The insurers argued that SCOPIC charges by their nature fell outside the calculation under section 60(2)(ii) and could not be counted, because they were directed to safeguarding the environment and not the ship.

The owners argued that the SCOPIC charges are part of the “cost of repairing the damage” because they were an integral part of the salvors’ remuneration. The owners argued that the test is whether a prudent uninsured owner would have contracted on terms that included the SCOPIC clause. The High Court and Court of Appeal accepted that a prudent uninsured owner would have done so.
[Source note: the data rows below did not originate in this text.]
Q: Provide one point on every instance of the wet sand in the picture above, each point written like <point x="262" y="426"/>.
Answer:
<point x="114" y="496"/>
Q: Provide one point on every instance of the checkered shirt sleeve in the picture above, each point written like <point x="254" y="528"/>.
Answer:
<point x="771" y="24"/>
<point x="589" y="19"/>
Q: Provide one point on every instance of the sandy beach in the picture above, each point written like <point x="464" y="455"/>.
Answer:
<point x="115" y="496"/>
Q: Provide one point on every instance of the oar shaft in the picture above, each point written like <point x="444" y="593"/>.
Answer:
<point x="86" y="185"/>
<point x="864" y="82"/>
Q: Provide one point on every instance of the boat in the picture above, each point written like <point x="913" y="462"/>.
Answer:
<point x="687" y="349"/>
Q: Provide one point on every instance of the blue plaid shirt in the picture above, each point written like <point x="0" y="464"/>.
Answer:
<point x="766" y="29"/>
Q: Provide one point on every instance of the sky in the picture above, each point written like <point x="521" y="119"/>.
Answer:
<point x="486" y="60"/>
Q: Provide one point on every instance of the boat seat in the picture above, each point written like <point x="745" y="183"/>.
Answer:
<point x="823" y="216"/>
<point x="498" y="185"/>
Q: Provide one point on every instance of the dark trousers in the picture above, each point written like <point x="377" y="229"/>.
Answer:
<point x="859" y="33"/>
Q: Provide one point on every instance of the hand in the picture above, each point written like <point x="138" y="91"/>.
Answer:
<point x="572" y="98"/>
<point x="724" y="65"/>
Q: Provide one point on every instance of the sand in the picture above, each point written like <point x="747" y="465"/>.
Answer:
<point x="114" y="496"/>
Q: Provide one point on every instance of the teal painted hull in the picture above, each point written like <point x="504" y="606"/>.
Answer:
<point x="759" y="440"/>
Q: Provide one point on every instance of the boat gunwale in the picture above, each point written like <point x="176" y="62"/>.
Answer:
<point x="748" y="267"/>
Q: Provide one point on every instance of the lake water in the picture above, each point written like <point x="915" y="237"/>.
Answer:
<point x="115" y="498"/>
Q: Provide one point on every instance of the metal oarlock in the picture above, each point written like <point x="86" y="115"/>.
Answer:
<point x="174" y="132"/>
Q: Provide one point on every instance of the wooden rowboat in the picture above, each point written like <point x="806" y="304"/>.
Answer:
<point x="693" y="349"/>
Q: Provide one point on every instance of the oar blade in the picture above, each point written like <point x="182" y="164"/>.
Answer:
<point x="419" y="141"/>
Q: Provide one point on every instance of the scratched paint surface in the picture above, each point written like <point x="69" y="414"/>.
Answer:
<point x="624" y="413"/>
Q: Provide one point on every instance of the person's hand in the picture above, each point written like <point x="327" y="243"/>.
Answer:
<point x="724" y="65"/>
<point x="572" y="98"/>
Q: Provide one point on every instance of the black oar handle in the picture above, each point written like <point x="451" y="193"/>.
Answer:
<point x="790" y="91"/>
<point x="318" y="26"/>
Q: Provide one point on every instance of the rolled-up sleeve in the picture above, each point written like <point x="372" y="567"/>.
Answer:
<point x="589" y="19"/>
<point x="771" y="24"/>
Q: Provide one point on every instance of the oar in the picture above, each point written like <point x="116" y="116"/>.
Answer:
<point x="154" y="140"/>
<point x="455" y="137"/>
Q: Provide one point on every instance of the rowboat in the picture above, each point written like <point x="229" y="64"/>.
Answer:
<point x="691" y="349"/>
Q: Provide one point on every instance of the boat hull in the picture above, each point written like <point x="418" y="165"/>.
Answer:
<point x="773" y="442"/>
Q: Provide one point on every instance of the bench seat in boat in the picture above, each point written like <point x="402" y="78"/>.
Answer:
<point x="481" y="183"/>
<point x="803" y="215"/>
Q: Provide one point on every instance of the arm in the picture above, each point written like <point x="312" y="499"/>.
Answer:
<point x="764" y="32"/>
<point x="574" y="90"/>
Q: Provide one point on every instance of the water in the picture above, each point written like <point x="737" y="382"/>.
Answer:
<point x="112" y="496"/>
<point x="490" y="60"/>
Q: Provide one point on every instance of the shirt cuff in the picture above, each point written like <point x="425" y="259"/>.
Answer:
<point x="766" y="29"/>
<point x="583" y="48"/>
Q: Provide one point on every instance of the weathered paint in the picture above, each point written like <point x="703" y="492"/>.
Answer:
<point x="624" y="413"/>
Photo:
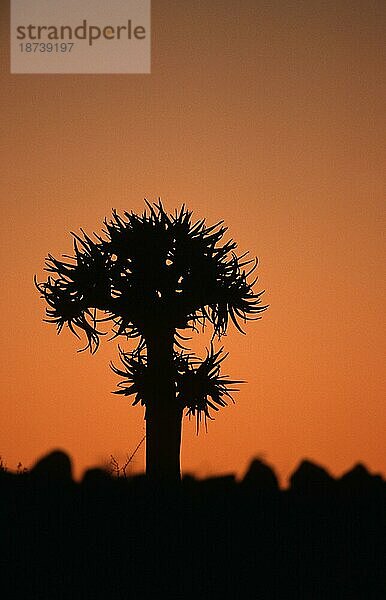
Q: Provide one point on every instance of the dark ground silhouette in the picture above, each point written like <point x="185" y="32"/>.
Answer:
<point x="105" y="537"/>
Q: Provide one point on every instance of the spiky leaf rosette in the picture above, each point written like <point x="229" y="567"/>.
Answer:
<point x="149" y="273"/>
<point x="199" y="383"/>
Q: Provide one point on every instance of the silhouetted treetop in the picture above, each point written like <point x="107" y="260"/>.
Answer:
<point x="149" y="272"/>
<point x="151" y="276"/>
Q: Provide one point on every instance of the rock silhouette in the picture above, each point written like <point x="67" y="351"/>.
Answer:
<point x="128" y="538"/>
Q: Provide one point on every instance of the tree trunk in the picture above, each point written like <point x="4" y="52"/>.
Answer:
<point x="163" y="416"/>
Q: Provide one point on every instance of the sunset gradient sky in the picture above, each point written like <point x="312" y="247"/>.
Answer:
<point x="267" y="114"/>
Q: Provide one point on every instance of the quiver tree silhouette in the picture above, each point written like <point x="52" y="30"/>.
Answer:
<point x="151" y="276"/>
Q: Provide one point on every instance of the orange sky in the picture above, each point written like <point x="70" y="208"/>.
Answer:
<point x="267" y="114"/>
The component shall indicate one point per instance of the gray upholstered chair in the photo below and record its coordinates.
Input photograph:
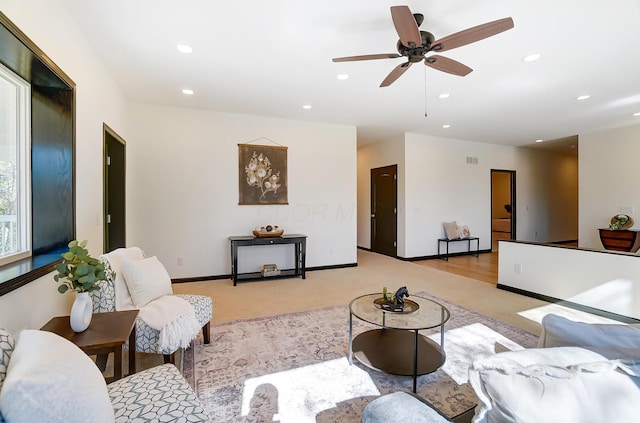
(147, 338)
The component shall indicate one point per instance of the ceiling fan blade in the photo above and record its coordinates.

The Supreme Court sided with the insurers, noting that case authority showed that preliminary steps had been included only where their objective purpose was to enable the ship to be repaired. In that regard, the Court found (at paragraph 27 of the judgment) that:

“…it is necessary to identify the purpose of the expenditure which it is proposed to take into account, and to apply the prudent uninsured owner test only to expenditure for the purpose of repairing the ship … The fact that a prudent uninsured owner might have contracted with the same contractors for both the protection of the property and the prevention of environmental pollution does not show that both are part of the cost of repairing the damage. Neither does the fact that the charges under both heads are secured on the ship. The two heads of expenditure have quite different purposes, only one of which is related to the reinstatement of the vessel. If they were truly indivisible, this might not matter. But the whole scheme of the SCOPIC clause depends on their being separately identifiable, and the very fact that one is for the hull underwriter’s account and the other for the P&I insurers shows that they cannot be indivisible. In my opinion, SCOPIC charges are not part of the “cost of repairing the damage” for the purpose of section 60(2)(ii) of the Act or the “cost of recovery and/or repair” for the purpose of clause 19.2 of the Institute Clauses, because their purpose is unconnected with the damage to the hull or its hypothetical reinstatement.”

Comment

This Supreme Court decision helpfully clarifies the position on costs to be counted under section 60 MIA when working out if there has been a constructive or partial loss of a ship. The financial consequences of this distinction can be significant.

It is also a matter of some importance: the Lloyd’s Open Form remains a world-standard for salvage contracts, and the SCOPIC clause is included by most parties as a matter of course.

The first issue before the Supreme Court, regarding costs incurred prior to the notice of abandonment appears to be uncontroversial. It was decided by all three Courts in the same way, and disfavours the highly technical argument of the insurers which it may be said favoured ‘form over substance’ in giving the timing of the notice of abandonment a weight it did not deserve.

The second issue was more controversial, concerning as it did the SCOPIC charges.

This decision overturned the lower Courts, and was contrary to the widely held view that SCOPIC charges were a (albeit ancillary) part of the salvage costs which counted towards the ‘repair of the damage’ and hence could be taken into account for the purposes of section 60(2)(ii) MIA. The distinction between the costs of recovery or repair of the hull and the cost of steps taken to reduce the shipowners’ separate risks as regards the environment is however logical and easy to apply in practice.